Die hallesche Anlage, die bis zu 2.400 Waggons täglich passieren können, gehört zu den zehn größten ihrer Art in Deutschland - und ist nach Bahn-Angaben die modernste Europas.
Halle soll vor allem als Umschlagplatz dienen zwischen den Seehäfen sowie Ost- und Südeuropa. Dafür baut die Bahn die entsprechende Güterzugstrecke aus, den sogenannten Ostkorridor, die Strecke von Uelzen (Niedersachsen) über Stendal, Halle und Leipzig nach Bayern, von dort weiter nach Süd- und Osteuropa. Halle wird damit zur zentralen Güterverkehrsdrehscheibe im Osten.
Ein Beispiel, wie die Trennung der Waggons funktioniert: Ein Güterzug bringt Waggons aus dem Norden nach Halle. Dort wird der Zug geteilt; einige Waggons rollen in anderen Zügen weiter Richtung Budapest, andere werden an Züge nach München oder Genua angehängt.
Logistiker nennen dieses Prinzip Einzelwagensystem. Es ist wahnsinnig aufwendig, weil die Güterwaggons auf ihrer langen Reise häufig nicht nur einmal den Zug wechseln. Rund die Hälfte aller Waren auf der Schiene in Europa wird so transportiert.
Die Alternative sind sogenannte Ganzzüge, die von A nach B rollen, ohne unterwegs auseinandergerissen zu werden. Das ist schneller und billiger. Doch Ganzzüge sind vor allem für Massengüter geeignet, die in großen Mengen produziert und befördert werden: Kohle, Öl oder Autoteile.
Modernster Güterbahnhof in Halle: Hoffnung auf neue Arbeitsplätze und Firmen-Ansiedlungen
Seit dem Baubeginn 2013 werden in Halle und im Umland große Hoffnung in den Güterbahnhof gesetzt - auf neue Arbeitsplätze, auf Firmen-Ansiedlungen.

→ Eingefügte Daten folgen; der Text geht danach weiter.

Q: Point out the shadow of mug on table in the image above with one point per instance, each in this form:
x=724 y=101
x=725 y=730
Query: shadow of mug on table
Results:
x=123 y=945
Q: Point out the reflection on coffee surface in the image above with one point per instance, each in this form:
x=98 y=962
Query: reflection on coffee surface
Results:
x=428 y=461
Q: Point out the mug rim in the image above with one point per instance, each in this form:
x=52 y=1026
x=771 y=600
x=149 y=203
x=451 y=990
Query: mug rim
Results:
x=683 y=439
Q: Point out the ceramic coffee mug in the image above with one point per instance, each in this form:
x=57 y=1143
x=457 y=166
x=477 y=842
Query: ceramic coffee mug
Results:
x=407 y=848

Dabei werden in Halle gar keine Waren umgeschlagen. „Hier werden keine Waggons be- oder entladen“, sagt Thomas Necker von der Bahn-Tochter DB Netze, die für die Gleisanlagen verantwortlich ist.
Dennoch ist Necker überzeugt, dass neue Jobs entstehen werden: „Für Firmen ergibt es Sinn, sich hier anzusiedeln, weil die Transportwege kürzer sind.“ Damit werde Bedarf bei der Wirtschaft geweckt, ist Necker sicher. So verhandelt die Bahn gerade mit einem Logistik-Unternehmen aus Queis (Saalekreis) über den Bau eines Gleisanschlusses. Bis zum neuen Güterbahnhof sind es nur wenige Kilometer, die Firma könnte ihre Fracht also schnell auf die Schiene bringen.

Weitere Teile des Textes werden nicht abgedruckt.